Nonetheless, 55 per cent of conservative Republicans like Phillips do believe she’s qualified, the same poll suggested. And a whopping 73 per cent of Tea Party supporters believe she’s got what it takes to be president.
Those making the case that Palin can emerge victorious on a national level often point to 1966, when another figure facing some public antipathy took to the hustings after suffering defeat in a presidential election. Richard Nixon did a campaign swing across the U.S., positioning himself for another presidential run in 1968 after losing to John F. Kennedy in 1960.
Nixon stumped for congressional candidates nationwide, helping to lift the Republican party to a 47-seat gain.
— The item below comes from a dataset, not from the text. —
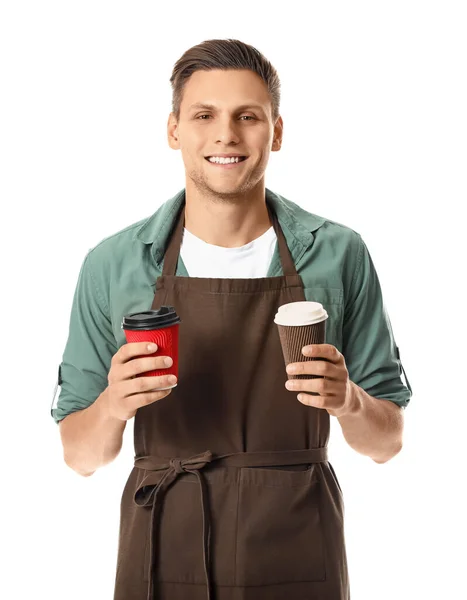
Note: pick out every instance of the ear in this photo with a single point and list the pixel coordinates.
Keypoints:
(172, 132)
(278, 131)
When Nixon squared off against Vice President Hubert Humphrey, he had the backing of dozens of Republican senators and congressmen who were grateful for his support.
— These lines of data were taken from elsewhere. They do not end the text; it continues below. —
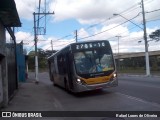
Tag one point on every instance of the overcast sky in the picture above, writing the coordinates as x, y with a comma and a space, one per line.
93, 19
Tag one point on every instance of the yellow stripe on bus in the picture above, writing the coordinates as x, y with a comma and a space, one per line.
97, 80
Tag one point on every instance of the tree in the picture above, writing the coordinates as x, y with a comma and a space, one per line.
155, 35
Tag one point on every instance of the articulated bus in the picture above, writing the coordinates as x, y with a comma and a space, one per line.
84, 66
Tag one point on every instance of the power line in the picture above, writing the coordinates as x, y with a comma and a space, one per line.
108, 29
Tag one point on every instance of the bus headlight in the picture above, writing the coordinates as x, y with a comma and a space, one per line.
114, 75
79, 81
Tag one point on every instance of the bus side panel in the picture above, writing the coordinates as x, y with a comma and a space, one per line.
69, 70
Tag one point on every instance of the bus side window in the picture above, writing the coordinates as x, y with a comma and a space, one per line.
61, 64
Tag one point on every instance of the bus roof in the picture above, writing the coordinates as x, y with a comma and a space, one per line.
50, 57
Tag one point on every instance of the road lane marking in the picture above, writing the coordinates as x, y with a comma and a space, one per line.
139, 99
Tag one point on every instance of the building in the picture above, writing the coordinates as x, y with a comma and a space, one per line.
8, 68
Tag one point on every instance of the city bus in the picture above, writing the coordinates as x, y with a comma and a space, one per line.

But one longtime political observer notes that Nixon also had the support of the party elite in 1968, and dominated the Republican primary campaign as one candidate after another dropped out in the face of his superior organization. Palin isn’t likely to face such a cakewalk.
“Like Nixon, her campaigning and endorsements were intended to increase her options for 2012, to have people in Congress who owe her something concrete,” Cal Jillson, political science professor at Southern Methodist University, said Monday.
“To that extent, it worked. But the campaign to make sure that she’s not the candidate is in full force. The people who are called establishment Republicans are determined that she not be their nominee in 2012 even though they’re more than happy to have her out there invigorating the base.”
Palin also delivered a hard-hitting speech in Phoenix that assailed Ben Bernanke, the Federal Reserve Board chairman, by focusing on a primary conservative concern this election cycle: government overspending.
“I’m deeply concerned about the Federal Reserve’s plans to buy up anywhere from $600 billion to as much as $1 trillion of government securities,” Palin said in prepared remarks. “What’s the end game here?… All this pump priming will come at a serious price.”